30000-32767 is the default node port range. When most users expose a service as a NodePort, they expect to be able to reach it.

6443 is the kubernetes API (what kubectl talks to). If the rancher server is down you can still use this to talk directly to a particular cluster. In a future release the generated kubeconfig for a cluster will have an option to point directly at the cluster instead of always going through the central rancher server.

2376 is the docker remote API I mentioned earlier (what docker CLI talks to). There is no specific need for it but docker-machine exposes it by default and uses its presence to test that an instance is created becuase that’s what you’d typically use it for as a standalone tool.

TL;DR: If you want full control over what is exposed and how then you are going to have to make your own instances and register them as a custom cluster. And most people asking these sorts of questions would be using private-ip-only instances.

Thanks a lot Vincent it is way clearer now.

I guess then I would be safe leaving the network ports opened as they are correct ? My boss concerns a lot about security and he was wondering about those ports exactly like me.

If they use SSL and a private key I’d be safe and I will leave them as they are.

I use AWS EC2 cluster option.
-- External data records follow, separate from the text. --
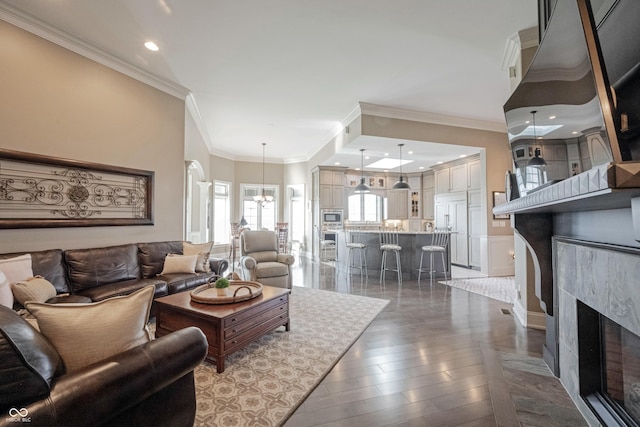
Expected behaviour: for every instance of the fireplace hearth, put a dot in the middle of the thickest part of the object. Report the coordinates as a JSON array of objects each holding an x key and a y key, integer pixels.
[{"x": 609, "y": 368}]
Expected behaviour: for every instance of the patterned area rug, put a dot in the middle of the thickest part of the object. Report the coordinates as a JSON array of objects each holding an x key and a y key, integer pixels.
[
  {"x": 263, "y": 384},
  {"x": 500, "y": 288}
]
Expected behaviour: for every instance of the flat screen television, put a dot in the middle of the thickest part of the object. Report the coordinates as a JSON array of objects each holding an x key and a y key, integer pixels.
[{"x": 561, "y": 118}]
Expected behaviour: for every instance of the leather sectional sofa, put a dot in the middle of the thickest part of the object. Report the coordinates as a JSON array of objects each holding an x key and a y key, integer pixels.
[
  {"x": 95, "y": 274},
  {"x": 148, "y": 385}
]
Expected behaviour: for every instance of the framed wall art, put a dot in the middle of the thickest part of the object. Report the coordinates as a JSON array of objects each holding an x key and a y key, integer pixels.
[{"x": 39, "y": 191}]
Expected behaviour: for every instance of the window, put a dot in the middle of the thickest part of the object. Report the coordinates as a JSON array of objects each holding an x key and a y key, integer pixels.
[
  {"x": 221, "y": 212},
  {"x": 258, "y": 216},
  {"x": 365, "y": 207}
]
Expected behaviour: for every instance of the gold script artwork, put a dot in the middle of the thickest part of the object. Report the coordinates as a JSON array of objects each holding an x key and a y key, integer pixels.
[{"x": 39, "y": 191}]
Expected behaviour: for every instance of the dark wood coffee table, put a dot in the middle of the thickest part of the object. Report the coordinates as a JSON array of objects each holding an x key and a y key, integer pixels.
[{"x": 228, "y": 327}]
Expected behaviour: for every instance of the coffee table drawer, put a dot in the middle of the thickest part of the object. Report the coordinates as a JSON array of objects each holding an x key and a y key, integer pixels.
[
  {"x": 256, "y": 320},
  {"x": 236, "y": 319},
  {"x": 240, "y": 340}
]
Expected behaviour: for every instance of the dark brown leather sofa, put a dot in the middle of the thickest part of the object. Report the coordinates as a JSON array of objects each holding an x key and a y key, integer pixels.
[
  {"x": 148, "y": 385},
  {"x": 95, "y": 274}
]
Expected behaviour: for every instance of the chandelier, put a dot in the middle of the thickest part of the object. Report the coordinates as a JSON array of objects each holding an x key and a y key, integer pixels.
[{"x": 263, "y": 199}]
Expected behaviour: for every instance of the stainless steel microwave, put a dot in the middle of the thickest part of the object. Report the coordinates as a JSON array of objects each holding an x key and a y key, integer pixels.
[{"x": 332, "y": 217}]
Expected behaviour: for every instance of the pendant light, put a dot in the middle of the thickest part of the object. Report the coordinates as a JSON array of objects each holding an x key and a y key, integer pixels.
[
  {"x": 401, "y": 185},
  {"x": 263, "y": 199},
  {"x": 537, "y": 161},
  {"x": 362, "y": 187}
]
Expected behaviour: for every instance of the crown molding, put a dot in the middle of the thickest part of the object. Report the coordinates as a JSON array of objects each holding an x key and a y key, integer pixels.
[
  {"x": 425, "y": 117},
  {"x": 94, "y": 53},
  {"x": 523, "y": 39}
]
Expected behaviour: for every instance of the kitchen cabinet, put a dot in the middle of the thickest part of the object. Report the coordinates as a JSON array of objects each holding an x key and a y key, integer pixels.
[
  {"x": 451, "y": 211},
  {"x": 475, "y": 227},
  {"x": 397, "y": 204},
  {"x": 331, "y": 196},
  {"x": 428, "y": 193},
  {"x": 474, "y": 174}
]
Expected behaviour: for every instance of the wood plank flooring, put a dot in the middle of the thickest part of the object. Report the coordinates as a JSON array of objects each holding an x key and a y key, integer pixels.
[{"x": 433, "y": 357}]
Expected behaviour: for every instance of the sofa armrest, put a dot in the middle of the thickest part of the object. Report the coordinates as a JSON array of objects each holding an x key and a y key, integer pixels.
[
  {"x": 106, "y": 389},
  {"x": 286, "y": 259},
  {"x": 218, "y": 265}
]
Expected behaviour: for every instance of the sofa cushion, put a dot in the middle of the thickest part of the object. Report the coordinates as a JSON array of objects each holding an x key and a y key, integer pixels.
[
  {"x": 89, "y": 268},
  {"x": 181, "y": 282},
  {"x": 37, "y": 289},
  {"x": 87, "y": 333},
  {"x": 28, "y": 362},
  {"x": 13, "y": 270},
  {"x": 48, "y": 264},
  {"x": 203, "y": 250},
  {"x": 271, "y": 269},
  {"x": 101, "y": 293},
  {"x": 174, "y": 263},
  {"x": 152, "y": 256}
]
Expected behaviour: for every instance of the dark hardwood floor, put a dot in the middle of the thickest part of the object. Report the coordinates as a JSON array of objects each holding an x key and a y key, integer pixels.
[{"x": 436, "y": 356}]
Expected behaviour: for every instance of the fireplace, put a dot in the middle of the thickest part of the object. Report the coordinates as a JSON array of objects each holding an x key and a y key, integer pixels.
[
  {"x": 609, "y": 368},
  {"x": 599, "y": 328}
]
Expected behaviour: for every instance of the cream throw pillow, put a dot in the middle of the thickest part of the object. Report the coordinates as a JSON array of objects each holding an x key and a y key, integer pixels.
[
  {"x": 179, "y": 264},
  {"x": 37, "y": 289},
  {"x": 14, "y": 270},
  {"x": 87, "y": 333},
  {"x": 203, "y": 250},
  {"x": 6, "y": 297}
]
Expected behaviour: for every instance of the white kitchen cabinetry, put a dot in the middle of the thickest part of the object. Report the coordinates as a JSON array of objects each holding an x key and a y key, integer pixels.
[
  {"x": 475, "y": 175},
  {"x": 397, "y": 204},
  {"x": 451, "y": 211},
  {"x": 475, "y": 227},
  {"x": 428, "y": 193}
]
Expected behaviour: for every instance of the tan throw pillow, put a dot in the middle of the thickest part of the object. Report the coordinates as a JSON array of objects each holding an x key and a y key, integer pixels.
[
  {"x": 87, "y": 333},
  {"x": 37, "y": 289},
  {"x": 14, "y": 270},
  {"x": 179, "y": 264},
  {"x": 203, "y": 250}
]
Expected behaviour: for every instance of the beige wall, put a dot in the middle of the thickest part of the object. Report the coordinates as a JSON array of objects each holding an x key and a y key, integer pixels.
[
  {"x": 57, "y": 103},
  {"x": 496, "y": 155}
]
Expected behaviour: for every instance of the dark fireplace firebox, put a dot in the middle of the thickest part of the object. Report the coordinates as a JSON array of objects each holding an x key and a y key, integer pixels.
[{"x": 609, "y": 368}]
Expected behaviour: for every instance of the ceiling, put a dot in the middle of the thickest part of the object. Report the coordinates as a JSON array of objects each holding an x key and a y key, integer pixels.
[{"x": 291, "y": 72}]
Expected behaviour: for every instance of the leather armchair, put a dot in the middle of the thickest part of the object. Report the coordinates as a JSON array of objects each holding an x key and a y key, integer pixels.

I have tried to make rancher deploying nodes on a private subnet while keeping Rancher on a public one.

Subnets are:

  • 10.11.1.0/24 Public subnet with Rancher installed and the nat gateway for the private subnet 10.11.2.0/24. I configured also access from this subnet to 10.11.0.0/16.
  • 10.11.2.0/24 Private subnet where all nodes are deployed with access to the internet through the nat gateway and access to 10.11.0.0/16

After configuring the networks correctly and ensured that 10.11.2.0/24 has access to the internet through the nat gateway and to 10.11.0.0/16 to talk with the Rancher server and after made sure that Rancher can access 10.11.0.0/16, I launched the creation of the cluster with 3 nodes and everything seems to work except that when I create a workload and I expose it selecting Load Balancer Layer 4 it stays in Pending on the Rancher UI and stays there forever no errors in the Rancher docker logs. It just hangs and does not create anything on AWS.
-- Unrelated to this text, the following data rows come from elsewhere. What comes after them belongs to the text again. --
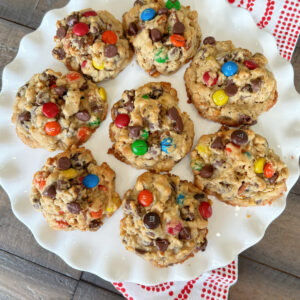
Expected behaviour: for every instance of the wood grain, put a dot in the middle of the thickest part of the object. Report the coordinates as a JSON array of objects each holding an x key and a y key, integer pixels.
[
  {"x": 20, "y": 279},
  {"x": 258, "y": 282},
  {"x": 16, "y": 238},
  {"x": 87, "y": 291}
]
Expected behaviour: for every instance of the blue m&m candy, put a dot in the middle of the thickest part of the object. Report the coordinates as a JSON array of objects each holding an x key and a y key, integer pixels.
[
  {"x": 90, "y": 181},
  {"x": 229, "y": 68},
  {"x": 148, "y": 14}
]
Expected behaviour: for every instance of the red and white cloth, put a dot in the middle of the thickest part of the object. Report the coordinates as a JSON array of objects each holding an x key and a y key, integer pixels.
[
  {"x": 279, "y": 17},
  {"x": 282, "y": 19}
]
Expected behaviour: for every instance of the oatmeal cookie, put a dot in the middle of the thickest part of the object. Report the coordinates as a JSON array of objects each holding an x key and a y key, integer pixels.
[
  {"x": 92, "y": 42},
  {"x": 54, "y": 111},
  {"x": 165, "y": 219},
  {"x": 238, "y": 167},
  {"x": 73, "y": 192},
  {"x": 230, "y": 85},
  {"x": 148, "y": 130},
  {"x": 164, "y": 36}
]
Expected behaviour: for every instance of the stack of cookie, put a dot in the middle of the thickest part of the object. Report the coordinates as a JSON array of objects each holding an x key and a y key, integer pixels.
[{"x": 165, "y": 218}]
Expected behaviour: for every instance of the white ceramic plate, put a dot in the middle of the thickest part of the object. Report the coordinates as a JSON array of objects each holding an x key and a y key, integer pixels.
[{"x": 231, "y": 230}]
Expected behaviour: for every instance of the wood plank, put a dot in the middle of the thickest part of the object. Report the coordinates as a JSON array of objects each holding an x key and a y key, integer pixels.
[
  {"x": 91, "y": 278},
  {"x": 262, "y": 283},
  {"x": 87, "y": 291},
  {"x": 31, "y": 13},
  {"x": 280, "y": 246},
  {"x": 9, "y": 43},
  {"x": 23, "y": 280},
  {"x": 16, "y": 238}
]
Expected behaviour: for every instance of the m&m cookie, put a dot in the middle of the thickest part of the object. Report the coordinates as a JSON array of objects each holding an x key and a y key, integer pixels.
[
  {"x": 93, "y": 43},
  {"x": 230, "y": 85},
  {"x": 165, "y": 36},
  {"x": 73, "y": 192},
  {"x": 165, "y": 219},
  {"x": 54, "y": 111},
  {"x": 148, "y": 130},
  {"x": 238, "y": 167}
]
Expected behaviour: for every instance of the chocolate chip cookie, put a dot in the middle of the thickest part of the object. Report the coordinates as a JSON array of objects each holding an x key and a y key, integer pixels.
[
  {"x": 165, "y": 219},
  {"x": 238, "y": 167},
  {"x": 73, "y": 192},
  {"x": 164, "y": 36},
  {"x": 148, "y": 130},
  {"x": 92, "y": 42},
  {"x": 54, "y": 111},
  {"x": 230, "y": 85}
]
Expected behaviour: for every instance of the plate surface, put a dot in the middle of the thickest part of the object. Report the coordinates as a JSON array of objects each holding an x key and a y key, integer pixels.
[{"x": 231, "y": 229}]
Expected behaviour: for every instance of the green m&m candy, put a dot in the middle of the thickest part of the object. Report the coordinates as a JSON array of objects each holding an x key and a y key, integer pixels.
[{"x": 139, "y": 147}]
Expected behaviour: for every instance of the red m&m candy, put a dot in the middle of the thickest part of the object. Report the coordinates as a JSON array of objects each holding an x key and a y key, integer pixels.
[
  {"x": 145, "y": 198},
  {"x": 90, "y": 13},
  {"x": 81, "y": 29},
  {"x": 122, "y": 120},
  {"x": 50, "y": 110},
  {"x": 205, "y": 210},
  {"x": 109, "y": 37},
  {"x": 251, "y": 65}
]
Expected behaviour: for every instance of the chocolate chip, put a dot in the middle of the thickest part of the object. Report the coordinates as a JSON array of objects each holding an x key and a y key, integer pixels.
[
  {"x": 156, "y": 93},
  {"x": 185, "y": 233},
  {"x": 110, "y": 51},
  {"x": 173, "y": 113},
  {"x": 155, "y": 35},
  {"x": 83, "y": 115},
  {"x": 59, "y": 53},
  {"x": 273, "y": 179},
  {"x": 25, "y": 116},
  {"x": 72, "y": 20},
  {"x": 129, "y": 106},
  {"x": 186, "y": 214},
  {"x": 231, "y": 89},
  {"x": 95, "y": 224},
  {"x": 178, "y": 28},
  {"x": 84, "y": 86},
  {"x": 64, "y": 163},
  {"x": 217, "y": 144},
  {"x": 140, "y": 251},
  {"x": 60, "y": 90},
  {"x": 161, "y": 244},
  {"x": 151, "y": 220},
  {"x": 199, "y": 196},
  {"x": 256, "y": 84},
  {"x": 61, "y": 32},
  {"x": 134, "y": 131},
  {"x": 50, "y": 191},
  {"x": 239, "y": 137},
  {"x": 132, "y": 29},
  {"x": 206, "y": 171},
  {"x": 74, "y": 208},
  {"x": 209, "y": 40}
]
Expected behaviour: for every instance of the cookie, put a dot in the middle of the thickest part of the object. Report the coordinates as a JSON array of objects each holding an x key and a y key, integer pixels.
[
  {"x": 148, "y": 130},
  {"x": 93, "y": 43},
  {"x": 230, "y": 85},
  {"x": 238, "y": 167},
  {"x": 164, "y": 36},
  {"x": 73, "y": 192},
  {"x": 54, "y": 111},
  {"x": 165, "y": 219}
]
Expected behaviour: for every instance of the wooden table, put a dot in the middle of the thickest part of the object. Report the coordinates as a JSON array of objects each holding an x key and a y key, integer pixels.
[{"x": 268, "y": 270}]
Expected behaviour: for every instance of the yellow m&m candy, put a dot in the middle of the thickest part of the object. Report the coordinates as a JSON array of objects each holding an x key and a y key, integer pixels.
[
  {"x": 98, "y": 66},
  {"x": 220, "y": 97},
  {"x": 259, "y": 165}
]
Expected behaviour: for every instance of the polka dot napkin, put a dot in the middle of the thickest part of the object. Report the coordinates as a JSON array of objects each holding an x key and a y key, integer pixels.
[
  {"x": 281, "y": 19},
  {"x": 278, "y": 17}
]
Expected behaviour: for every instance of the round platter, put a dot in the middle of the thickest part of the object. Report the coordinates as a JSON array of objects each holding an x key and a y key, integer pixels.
[{"x": 231, "y": 229}]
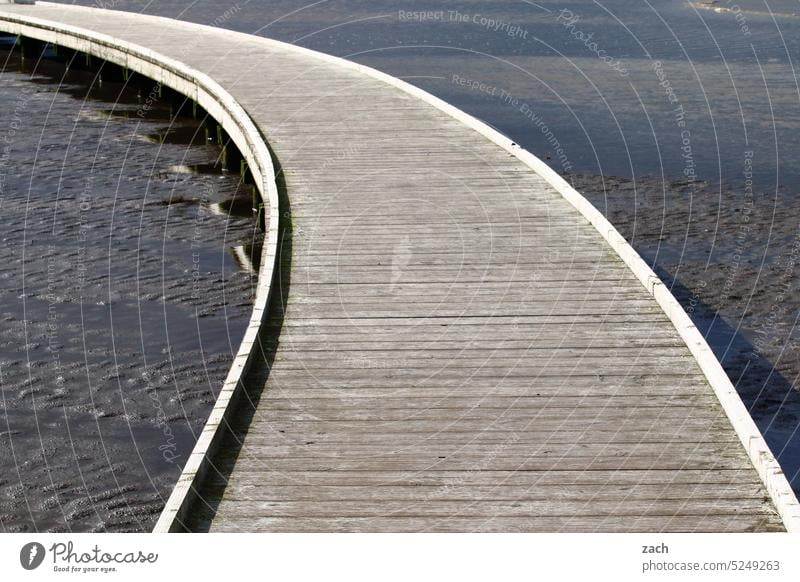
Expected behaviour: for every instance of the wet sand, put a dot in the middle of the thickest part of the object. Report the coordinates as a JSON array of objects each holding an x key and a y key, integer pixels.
[
  {"x": 122, "y": 303},
  {"x": 735, "y": 268}
]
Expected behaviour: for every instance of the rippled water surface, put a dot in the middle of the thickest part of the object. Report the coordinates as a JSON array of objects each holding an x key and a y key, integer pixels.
[
  {"x": 678, "y": 119},
  {"x": 121, "y": 300}
]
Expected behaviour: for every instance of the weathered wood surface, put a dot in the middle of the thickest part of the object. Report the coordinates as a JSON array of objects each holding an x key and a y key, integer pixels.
[{"x": 457, "y": 349}]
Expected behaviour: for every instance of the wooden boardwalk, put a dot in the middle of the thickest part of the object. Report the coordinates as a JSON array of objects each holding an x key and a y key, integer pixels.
[{"x": 453, "y": 346}]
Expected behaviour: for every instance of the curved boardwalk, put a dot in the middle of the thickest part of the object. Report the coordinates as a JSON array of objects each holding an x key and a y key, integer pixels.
[{"x": 453, "y": 346}]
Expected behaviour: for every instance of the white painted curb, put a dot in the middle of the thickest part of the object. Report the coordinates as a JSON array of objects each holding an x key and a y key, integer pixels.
[
  {"x": 238, "y": 125},
  {"x": 762, "y": 458}
]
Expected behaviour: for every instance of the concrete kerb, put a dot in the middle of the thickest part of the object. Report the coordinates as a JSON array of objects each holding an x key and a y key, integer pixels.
[
  {"x": 237, "y": 124},
  {"x": 759, "y": 453}
]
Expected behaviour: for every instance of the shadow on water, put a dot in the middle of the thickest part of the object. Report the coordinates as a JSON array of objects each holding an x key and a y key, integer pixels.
[
  {"x": 215, "y": 482},
  {"x": 768, "y": 395}
]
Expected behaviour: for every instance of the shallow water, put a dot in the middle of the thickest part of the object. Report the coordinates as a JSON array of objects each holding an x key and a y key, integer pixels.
[
  {"x": 122, "y": 303},
  {"x": 678, "y": 121}
]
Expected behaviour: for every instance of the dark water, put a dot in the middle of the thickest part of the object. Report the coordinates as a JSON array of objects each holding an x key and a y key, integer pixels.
[
  {"x": 678, "y": 120},
  {"x": 121, "y": 301}
]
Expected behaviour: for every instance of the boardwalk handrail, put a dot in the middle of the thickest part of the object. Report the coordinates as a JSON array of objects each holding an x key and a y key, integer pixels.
[
  {"x": 759, "y": 453},
  {"x": 220, "y": 105}
]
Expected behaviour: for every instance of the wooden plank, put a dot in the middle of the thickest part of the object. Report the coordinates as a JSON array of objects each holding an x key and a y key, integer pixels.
[{"x": 460, "y": 350}]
Instead if I deploy to public IPs nodes when I deploy a workload and I create a load balancer everything works.

Hi Vincent,

Thanks a lot for your answer. Like every service, K8s, SSH, … can have 0 day. So every admin should try to not open SSH to the world or any other port and try to don’t open unnecessary port even if it’s a private network.

We should have an option to avoid Rancher to change our security group (especially if we select an existing security group). Do you plan to add this option?

So we switch to use Custom Cluster with AWS option enable for the moment.

Although old, this post is still up-to-date as this problem persist.

I must say that hearing something like “there is nothing particularly “bad” about exposing ssh (with only key auth possible) or the secure docker port (which requires the tls private key).” from a rancher developer, increases my idea that rancher is “insecure by default”.

Exposing services to the internet just for the sake of it it’s a totally wrong way of trying to have a production grade product. Ssh is not a perfect protocol, neither is tls.

“30000-32767 is the default node port range. When most users expose a service as a NodePort, they expect to be able to reach it.” People should expect to work correctly and expose it through a load balancer or only through a VPN, no to 0.0.0.0/0. All other points can be answered the same way.

“TL;DR: If you want full control over what is exposed and how then you are going to have to make your own instances and register them as a custom cluster. And most people asking these sorts of questions would be using private-ip-only instances.” Custom clusters doesn’t have the same properties as rancher ones, we should expect a certain grade of security.

Totally disappointed by the answer from a rancher developer, hopefully this path to insecurity will be addressed.